Prospects for LDCs in Nairobi and beyond
As we move to the WTO 10th Ministerial Conference in Nairobi, WTO members are discussing the contours of a possible outcome around export competition in agriculture, a small LDC package, probably focusing on duty-free quota-free market access, rules of origin, cotton, the services waiver and some horizontal disciplines on transparency covering the different rules area. What are LDCs prospects for Nairobi and beyond?
Least Developed Countries (LDCs) are not homogeneous as a group but they all suffer from a common set of structural handicaps such as low income levels, high economic vulnerability and weak human assets, which affect their ability to achieve sustained economic growth. In the WTO, these structural constrains have largely informed the positions and priorities of the LDC group. Such concerns can be broadly divided into three overlapping categories.
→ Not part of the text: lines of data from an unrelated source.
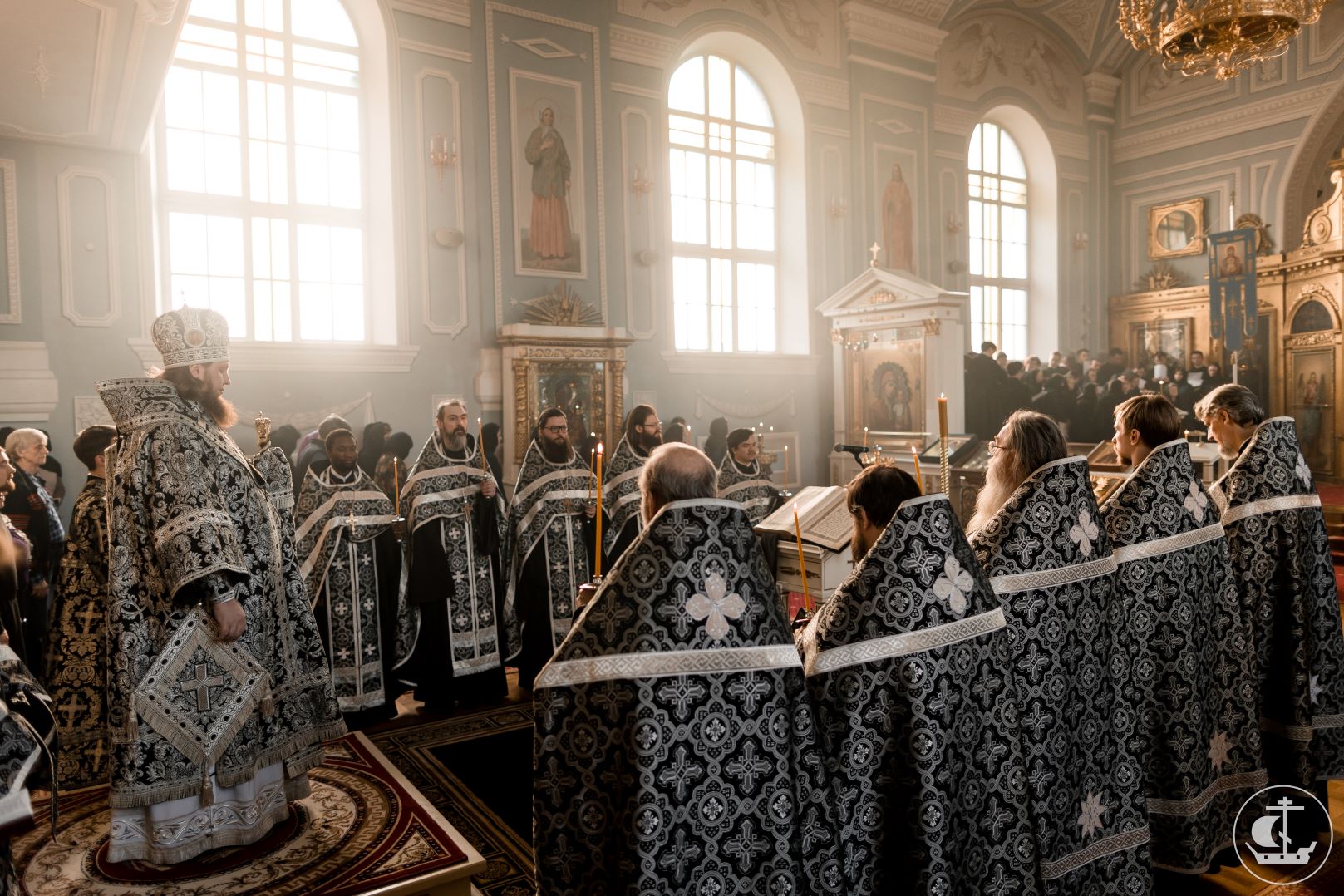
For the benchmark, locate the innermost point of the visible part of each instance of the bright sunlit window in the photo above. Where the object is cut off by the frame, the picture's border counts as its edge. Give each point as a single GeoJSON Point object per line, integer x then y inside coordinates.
{"type": "Point", "coordinates": [259, 178]}
{"type": "Point", "coordinates": [997, 218]}
{"type": "Point", "coordinates": [723, 202]}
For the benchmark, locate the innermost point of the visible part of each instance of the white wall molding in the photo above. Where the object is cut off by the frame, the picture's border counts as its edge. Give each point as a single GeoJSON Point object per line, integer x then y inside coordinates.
{"type": "Point", "coordinates": [891, 31]}
{"type": "Point", "coordinates": [12, 312]}
{"type": "Point", "coordinates": [457, 12]}
{"type": "Point", "coordinates": [1101, 89]}
{"type": "Point", "coordinates": [28, 388]}
{"type": "Point", "coordinates": [1233, 122]}
{"type": "Point", "coordinates": [954, 120]}
{"type": "Point", "coordinates": [69, 307]}
{"type": "Point", "coordinates": [897, 70]}
{"type": "Point", "coordinates": [825, 91]}
{"type": "Point", "coordinates": [428, 227]}
{"type": "Point", "coordinates": [642, 47]}
{"type": "Point", "coordinates": [642, 204]}
{"type": "Point", "coordinates": [300, 357]}
{"type": "Point", "coordinates": [742, 363]}
{"type": "Point", "coordinates": [435, 50]}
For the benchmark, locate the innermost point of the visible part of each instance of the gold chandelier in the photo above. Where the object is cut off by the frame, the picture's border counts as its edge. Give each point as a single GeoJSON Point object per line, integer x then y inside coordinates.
{"type": "Point", "coordinates": [1215, 35]}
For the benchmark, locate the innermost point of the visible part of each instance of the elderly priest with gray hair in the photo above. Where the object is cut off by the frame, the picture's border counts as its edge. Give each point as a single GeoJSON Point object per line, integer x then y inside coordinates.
{"type": "Point", "coordinates": [675, 747]}
{"type": "Point", "coordinates": [1276, 531]}
{"type": "Point", "coordinates": [218, 689]}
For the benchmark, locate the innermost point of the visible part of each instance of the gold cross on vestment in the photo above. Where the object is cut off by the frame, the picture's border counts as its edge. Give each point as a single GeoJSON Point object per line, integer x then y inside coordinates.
{"type": "Point", "coordinates": [200, 684]}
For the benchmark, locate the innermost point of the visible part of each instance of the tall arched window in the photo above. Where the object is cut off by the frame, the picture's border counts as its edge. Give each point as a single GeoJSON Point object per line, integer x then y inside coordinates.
{"type": "Point", "coordinates": [259, 175]}
{"type": "Point", "coordinates": [723, 202]}
{"type": "Point", "coordinates": [997, 217]}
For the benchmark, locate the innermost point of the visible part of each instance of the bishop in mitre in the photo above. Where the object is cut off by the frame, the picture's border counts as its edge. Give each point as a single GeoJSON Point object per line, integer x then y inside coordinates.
{"type": "Point", "coordinates": [919, 724]}
{"type": "Point", "coordinates": [219, 693]}
{"type": "Point", "coordinates": [1272, 514]}
{"type": "Point", "coordinates": [1186, 649]}
{"type": "Point", "coordinates": [352, 564]}
{"type": "Point", "coordinates": [1038, 534]}
{"type": "Point", "coordinates": [621, 483]}
{"type": "Point", "coordinates": [455, 519]}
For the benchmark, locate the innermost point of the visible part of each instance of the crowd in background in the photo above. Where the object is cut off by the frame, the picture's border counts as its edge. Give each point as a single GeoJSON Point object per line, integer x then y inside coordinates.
{"type": "Point", "coordinates": [1080, 391]}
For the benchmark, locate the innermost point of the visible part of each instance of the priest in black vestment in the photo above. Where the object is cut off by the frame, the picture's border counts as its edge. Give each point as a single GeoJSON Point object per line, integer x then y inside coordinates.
{"type": "Point", "coordinates": [918, 721]}
{"type": "Point", "coordinates": [550, 544]}
{"type": "Point", "coordinates": [1189, 647]}
{"type": "Point", "coordinates": [621, 480]}
{"type": "Point", "coordinates": [675, 747]}
{"type": "Point", "coordinates": [352, 564]}
{"type": "Point", "coordinates": [1272, 514]}
{"type": "Point", "coordinates": [1038, 534]}
{"type": "Point", "coordinates": [455, 516]}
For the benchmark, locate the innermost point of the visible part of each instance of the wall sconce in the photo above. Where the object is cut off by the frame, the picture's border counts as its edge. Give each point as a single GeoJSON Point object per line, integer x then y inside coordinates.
{"type": "Point", "coordinates": [642, 183]}
{"type": "Point", "coordinates": [441, 156]}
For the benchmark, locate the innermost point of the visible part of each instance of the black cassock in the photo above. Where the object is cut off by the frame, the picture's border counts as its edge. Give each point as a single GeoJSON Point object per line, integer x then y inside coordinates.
{"type": "Point", "coordinates": [675, 747]}
{"type": "Point", "coordinates": [908, 671]}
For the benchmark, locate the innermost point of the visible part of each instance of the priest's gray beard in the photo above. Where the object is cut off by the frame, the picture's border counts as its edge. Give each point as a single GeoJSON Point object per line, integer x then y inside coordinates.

First, LDCs are vulnerable to disruptive trade practices applied by their trading partners. This is particularly the case in agriculture where trade distorting support provided in the EU, US, Japan and now increasingly India and China have depressed prices, reduced incentives to invest in LDC agriculture and ultimately affected livelihood and food security prospects. When prices became more volatile during the 2006 – 2011 food crisis, LDCs have also been hit hard by isolating policies such as export restrictions implemented by large exporters thereby exacerbating price spikes with disastrous effects on food security. In a similar vein, LDCs have suffered from the effect of capacity enhancing fisheries subsidies that have contributed to depleting fish stocks on which many LDCs rely for livelihood, income and food security.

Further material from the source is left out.